Momentos de tensión se vivieron este martes en Estonia luego que un avión de combate de la misión de vigilancia aérea de la OTAN derribara un dron de origen desconocido que ingresó al espacio aéreo del país, activando protocolos de seguridad y alertas en varias zonas del territorio.
La incursión fue detectada cerca del mediodía por sistemas de las Fuerzas de Defensa estonias sobre el lago Võrtsjärv, ubicado en el sur del país y a pocos kilómetros de la frontera con Rusia. Tras confirmar la presencia del aparato, las autoridades activaron medidas de respuesta inmediata.
El ministro de Defensa de Estonia, Hanno Pevkur, confirmó que un avión de la misión de seguridad aérea del Báltico intervino para neutralizar el objeto. La autoridad precisó además que el incidente no dejó personas lesionadas.
Tras el derribo, equipos especializados iniciaron labores para ubicar restos del aparato y determinar su origen. Las autoridades señalaron que los fragmentos podrían haber caído en zonas terrestres cercanas y no necesariamente en el lago donde se produjo el contacto.

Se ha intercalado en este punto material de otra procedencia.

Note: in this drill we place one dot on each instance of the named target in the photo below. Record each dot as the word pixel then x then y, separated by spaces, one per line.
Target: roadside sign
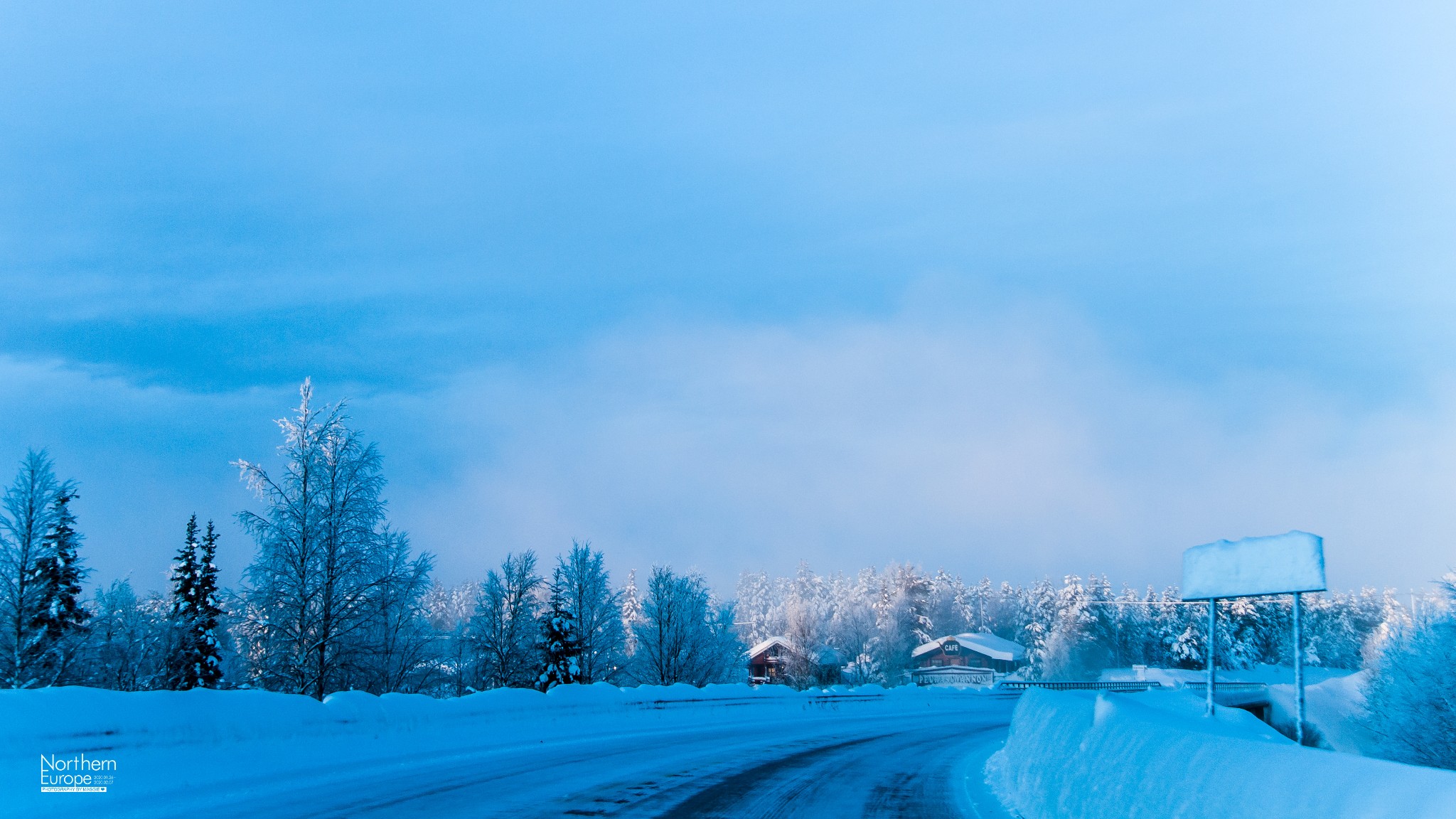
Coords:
pixel 1275 564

El episodio obligó además a emitir una alerta de amenaza aérea para distintos sectores del sur de Estonia. Aunque algunas advertencias también llegaron a teléfonos en la capital Tallín, la situación fue posteriormente controlada y la alerta levantada.
El incidente ocurre en medio de un escenario de creciente inquietud regional. Durante las últimas semanas se han registrado diversos episodios relacionados con drones en países bálticos y Finlandia, en un contexto marcado por movimientos militares y el aumento de tensiones en áreas próximas a la frontera rusa.
En paralelo, ataques con drones reportados en el noroeste de Rusia también provocaron cierres temporales en aeropuertos y nuevas medidas de seguridad, alimentando la preocupación por una creciente actividad aérea no tripulada en la región.